Kikoler worried that some nations were drawing an unintended lesson from the air campaign over Libya, inspired by the responsibility to protect, that is now dragging on far longer than N.A.T.O. strategists had anticipated and is proving a serious drain on European military resources. “What is the end game in Libya?” she asked. The campaign “has exposed a lot of questions and created a lot of misgivings” about what it means to accept the implications of an R2P commitment, at least militarily.
But another reason for hesitancy in responding to the Syria crisis is worry about what comes next. “Even amongst those who support [a stronger U.N.] resolution,” she said, “I sense that people still have a lot of concerns about what a Syria post-Assad would look like.”
While the West recoils from the persisting outrages committed by forces loyal to the Assad clan, the Chaldean Catholic Bishop of Aleppo, Syria, a Jesuit, defended the regime on June 13. The Syrian government must resist the “uprising,” said Bishop Antoine Audo.
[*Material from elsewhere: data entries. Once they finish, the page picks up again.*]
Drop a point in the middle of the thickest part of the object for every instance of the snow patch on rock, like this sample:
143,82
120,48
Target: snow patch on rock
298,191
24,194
In quelling forces of “destabilization and Islamization,” he said, it has the people’s backing.
Like church leaders caught off guard in other nations affected by the Arab Spring, Bishop Audo worries about the outcome of all the social upheaval and the possibility of ethnic and religious-based reprisals in the aftermath of a presumed regime collapse, preferring the devil he knows in Assad to whatever religious furies might be unleashed by a widespread destabilization of Syria. “The fanatics speak about freedom and democracy for Syria, but this is not their goal,” he said; “They want to divide the Arab countries, control them, seize petrol and sell arms. They seek destabilization and Islamization.... Syria must resist—will resist. Eighty percent of the people are behind the government, as are all the Christians.”